Шамурин отступил назад и посмотрел на Кудрина мрачно и сожалеюще.
— Ах, какие вы чудаки. Какие чудаки вы, большевики, — прошептал он, не сводя глаз с Кудрина. — Вы хотите все измерить на грязные бумажки, липнущие к рукам. Деньги?.. Цена?.. Ха-ха. Вы говорите: вы знаете цену этой вещи? Да? Ее цены не знает никто. Никто не может знать. Ее нельзя купить за все сокровища Голконды, и в то же время она ничего не стоит. Я вижу, — вы в недоумении. Но прежде скажите мне, будьте любезны сказать, что именно так привлекло вас в этой гравюре? Почему вы, предавший свое искусство, отказавшийся от него ради суеты мира, захотели ее? Почему?
Кудрин развел руками:
— Хотя наш разговор принимает очень странный характер и мы говорим на разных языках, я все же попытаюсь рассказать вам о своем восприятии. Я никогда не слыхал вашей фамилии, гражданин Шамурин. Вы, например, больше знаете меня как художника, чем я вас. Вы немолоды, и все же до сих пор вы не создали себе известного имени. Простите за прямоту, но вследствие этого я имею право считать вас безвестным неудачником.
Шамурин наклонил голову, но без насмешки или иронии, как будто соглашаясь со словами Кудрина.
— Вы сами этого не понимаете. И вот на выставке я нахожу работу безвестного художника, на которой лежит явная тень художественного гения. Мы в корне враждебны по нашей основной установке, между нашими мироощущениями пропасть, но гений остается гением, как бы он ни мыслил. И, в частности, в этой гравюре меня поразила неистовая, — да, да, именно так можно определить, — неистовая сила передачи душевного движения. Не одного человека, не одной девушки, изображенной здесь. Нет, всего вашего мира, вашего класса, обреченного, умирающего, не имеющего надежды впереди и с безысходным отчаянием понимания ждущего последнего мгновения, конечной гибели. В этот лист бумаги. вложена судьба целой эпохи, вдохновенное пророчество смерти. И меня заинтересовало: почему вы можете передать с такой гениальной экспрессией сумерки, умирание, распад, — и почему наше молодое искусство пока бессильно с такой же глубокой проникновенностью отразить здоровье, целостность и крепкую будущность нашего класса?
Шамурин еще раз кивнул и странно засмеялся.

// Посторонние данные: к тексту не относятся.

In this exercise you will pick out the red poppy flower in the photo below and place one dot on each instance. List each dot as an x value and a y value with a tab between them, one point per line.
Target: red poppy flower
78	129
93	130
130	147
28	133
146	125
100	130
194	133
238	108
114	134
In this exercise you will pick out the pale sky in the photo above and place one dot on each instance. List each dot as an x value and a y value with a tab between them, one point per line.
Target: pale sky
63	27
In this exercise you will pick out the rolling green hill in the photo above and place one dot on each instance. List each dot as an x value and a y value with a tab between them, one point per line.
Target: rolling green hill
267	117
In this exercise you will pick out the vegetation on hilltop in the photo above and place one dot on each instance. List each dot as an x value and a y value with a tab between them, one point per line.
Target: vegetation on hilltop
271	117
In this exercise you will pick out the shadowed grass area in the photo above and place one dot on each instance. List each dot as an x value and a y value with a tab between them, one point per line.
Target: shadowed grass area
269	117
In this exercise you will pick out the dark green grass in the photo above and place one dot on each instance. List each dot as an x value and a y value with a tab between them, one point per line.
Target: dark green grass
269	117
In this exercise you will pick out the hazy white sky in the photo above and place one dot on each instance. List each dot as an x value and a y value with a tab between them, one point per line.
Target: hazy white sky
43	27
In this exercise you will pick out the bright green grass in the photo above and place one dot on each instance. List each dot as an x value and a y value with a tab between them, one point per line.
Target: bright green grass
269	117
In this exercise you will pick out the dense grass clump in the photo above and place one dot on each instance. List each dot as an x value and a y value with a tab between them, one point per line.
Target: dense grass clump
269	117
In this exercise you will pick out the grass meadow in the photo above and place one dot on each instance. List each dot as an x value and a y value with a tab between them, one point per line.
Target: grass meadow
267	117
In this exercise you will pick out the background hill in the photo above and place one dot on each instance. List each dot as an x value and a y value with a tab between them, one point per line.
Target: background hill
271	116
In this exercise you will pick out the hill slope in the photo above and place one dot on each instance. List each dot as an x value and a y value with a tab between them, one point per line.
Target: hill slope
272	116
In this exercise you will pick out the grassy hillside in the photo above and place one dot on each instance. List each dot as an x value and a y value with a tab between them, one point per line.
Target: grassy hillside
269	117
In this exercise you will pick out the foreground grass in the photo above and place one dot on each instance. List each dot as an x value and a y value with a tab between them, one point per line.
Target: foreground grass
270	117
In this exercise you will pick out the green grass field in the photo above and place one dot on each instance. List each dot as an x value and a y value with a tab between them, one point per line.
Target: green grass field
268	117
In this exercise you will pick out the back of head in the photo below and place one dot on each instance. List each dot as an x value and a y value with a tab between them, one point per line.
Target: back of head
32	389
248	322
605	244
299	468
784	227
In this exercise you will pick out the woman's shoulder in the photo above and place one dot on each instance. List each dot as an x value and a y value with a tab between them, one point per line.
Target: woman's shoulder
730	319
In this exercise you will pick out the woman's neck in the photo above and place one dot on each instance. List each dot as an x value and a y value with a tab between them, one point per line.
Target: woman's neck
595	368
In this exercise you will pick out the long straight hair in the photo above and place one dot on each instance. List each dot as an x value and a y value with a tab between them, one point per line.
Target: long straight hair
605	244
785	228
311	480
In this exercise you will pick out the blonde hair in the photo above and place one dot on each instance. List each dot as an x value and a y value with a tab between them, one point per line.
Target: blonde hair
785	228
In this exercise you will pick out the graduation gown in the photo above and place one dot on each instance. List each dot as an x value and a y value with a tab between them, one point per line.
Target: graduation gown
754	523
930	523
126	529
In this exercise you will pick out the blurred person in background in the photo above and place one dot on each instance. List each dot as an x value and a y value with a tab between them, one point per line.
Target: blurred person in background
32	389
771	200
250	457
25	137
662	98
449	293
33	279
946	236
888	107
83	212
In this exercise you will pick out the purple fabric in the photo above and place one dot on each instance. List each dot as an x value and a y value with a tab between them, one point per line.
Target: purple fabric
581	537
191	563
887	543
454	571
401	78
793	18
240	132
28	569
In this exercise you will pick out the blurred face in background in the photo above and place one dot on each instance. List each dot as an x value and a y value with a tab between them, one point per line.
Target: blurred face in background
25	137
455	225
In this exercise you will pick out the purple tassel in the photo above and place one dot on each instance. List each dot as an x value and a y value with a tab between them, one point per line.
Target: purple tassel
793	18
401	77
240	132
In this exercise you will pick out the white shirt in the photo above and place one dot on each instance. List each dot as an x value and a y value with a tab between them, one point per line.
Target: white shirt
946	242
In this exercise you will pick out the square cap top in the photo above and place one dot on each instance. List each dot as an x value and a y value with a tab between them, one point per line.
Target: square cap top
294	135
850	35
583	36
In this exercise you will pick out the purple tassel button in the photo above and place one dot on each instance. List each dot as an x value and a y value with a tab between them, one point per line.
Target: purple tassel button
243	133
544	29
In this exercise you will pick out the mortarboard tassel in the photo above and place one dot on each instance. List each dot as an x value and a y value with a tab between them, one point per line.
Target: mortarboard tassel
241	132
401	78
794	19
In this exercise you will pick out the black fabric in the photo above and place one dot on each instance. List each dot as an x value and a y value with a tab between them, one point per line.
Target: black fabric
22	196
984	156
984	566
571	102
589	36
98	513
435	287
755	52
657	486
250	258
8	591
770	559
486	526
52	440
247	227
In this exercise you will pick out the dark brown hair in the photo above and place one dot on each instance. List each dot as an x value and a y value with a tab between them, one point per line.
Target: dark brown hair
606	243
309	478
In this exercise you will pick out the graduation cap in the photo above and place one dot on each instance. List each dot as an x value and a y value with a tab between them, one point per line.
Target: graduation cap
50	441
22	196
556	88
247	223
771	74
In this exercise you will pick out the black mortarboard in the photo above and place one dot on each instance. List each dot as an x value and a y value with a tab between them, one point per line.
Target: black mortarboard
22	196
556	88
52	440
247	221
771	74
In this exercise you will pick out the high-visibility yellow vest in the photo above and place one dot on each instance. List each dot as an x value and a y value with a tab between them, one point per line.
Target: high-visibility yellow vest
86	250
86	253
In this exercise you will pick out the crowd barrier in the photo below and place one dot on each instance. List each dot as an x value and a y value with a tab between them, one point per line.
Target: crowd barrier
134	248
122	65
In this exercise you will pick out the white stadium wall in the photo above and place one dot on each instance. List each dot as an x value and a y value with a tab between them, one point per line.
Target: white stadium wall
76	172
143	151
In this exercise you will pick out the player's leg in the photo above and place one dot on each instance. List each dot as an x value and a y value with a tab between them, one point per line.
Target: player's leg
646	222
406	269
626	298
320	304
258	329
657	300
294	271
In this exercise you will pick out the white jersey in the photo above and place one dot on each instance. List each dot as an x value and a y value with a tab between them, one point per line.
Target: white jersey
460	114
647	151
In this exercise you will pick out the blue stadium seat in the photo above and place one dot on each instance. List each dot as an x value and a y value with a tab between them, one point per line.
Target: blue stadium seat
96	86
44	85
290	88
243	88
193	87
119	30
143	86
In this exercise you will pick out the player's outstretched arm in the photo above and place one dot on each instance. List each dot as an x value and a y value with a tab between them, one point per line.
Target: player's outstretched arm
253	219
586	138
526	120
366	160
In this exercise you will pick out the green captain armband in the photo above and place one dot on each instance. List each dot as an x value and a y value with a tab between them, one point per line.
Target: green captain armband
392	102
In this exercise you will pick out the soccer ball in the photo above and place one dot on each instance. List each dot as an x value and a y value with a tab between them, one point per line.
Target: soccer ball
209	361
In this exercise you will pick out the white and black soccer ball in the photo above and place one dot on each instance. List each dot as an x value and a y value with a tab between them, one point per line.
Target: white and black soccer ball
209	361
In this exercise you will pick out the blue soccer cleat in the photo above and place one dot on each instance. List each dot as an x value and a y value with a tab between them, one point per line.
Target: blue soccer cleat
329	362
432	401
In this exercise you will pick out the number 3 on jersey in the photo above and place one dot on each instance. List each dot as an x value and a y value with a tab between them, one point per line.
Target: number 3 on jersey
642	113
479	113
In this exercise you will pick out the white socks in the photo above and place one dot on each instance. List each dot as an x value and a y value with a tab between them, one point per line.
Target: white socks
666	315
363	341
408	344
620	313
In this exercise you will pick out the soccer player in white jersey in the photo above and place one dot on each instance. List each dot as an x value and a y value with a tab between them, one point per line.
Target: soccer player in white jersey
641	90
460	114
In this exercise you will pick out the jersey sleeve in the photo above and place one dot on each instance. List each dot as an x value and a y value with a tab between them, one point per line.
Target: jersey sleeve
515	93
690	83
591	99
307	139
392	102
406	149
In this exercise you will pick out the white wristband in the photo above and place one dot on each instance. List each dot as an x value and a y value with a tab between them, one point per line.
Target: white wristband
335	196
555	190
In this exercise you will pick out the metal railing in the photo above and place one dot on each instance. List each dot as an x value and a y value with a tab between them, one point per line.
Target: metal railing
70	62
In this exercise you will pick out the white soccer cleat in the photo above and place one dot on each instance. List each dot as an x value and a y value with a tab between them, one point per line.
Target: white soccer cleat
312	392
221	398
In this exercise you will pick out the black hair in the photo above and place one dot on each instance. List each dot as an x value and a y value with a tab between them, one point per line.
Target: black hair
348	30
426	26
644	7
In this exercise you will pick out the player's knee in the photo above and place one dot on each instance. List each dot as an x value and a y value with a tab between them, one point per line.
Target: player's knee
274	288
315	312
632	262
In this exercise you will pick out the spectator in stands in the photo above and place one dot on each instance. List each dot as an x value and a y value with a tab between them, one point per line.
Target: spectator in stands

— Да. Теперь мне понятно. Вам хочется знать сокровенный смысл искусства, вам, одному из тех, которые полагают, что все в мире можно познать навыком, как любое ремесло, вроде обивки диванов или вставки оконных стекол. Извольте. Кто-то из великих людей изволил выразиться, что удивление — это начало ума. Вы удивляетесь, — значит, небезнадежны. Тогда я скажу вам. Первому и последнему человеку я расскажу, как создавалась эта гравюра, как она впитывала живую кровь, капля по капле, и как кровь, пропитавшая бумагу, дала ей жизнь.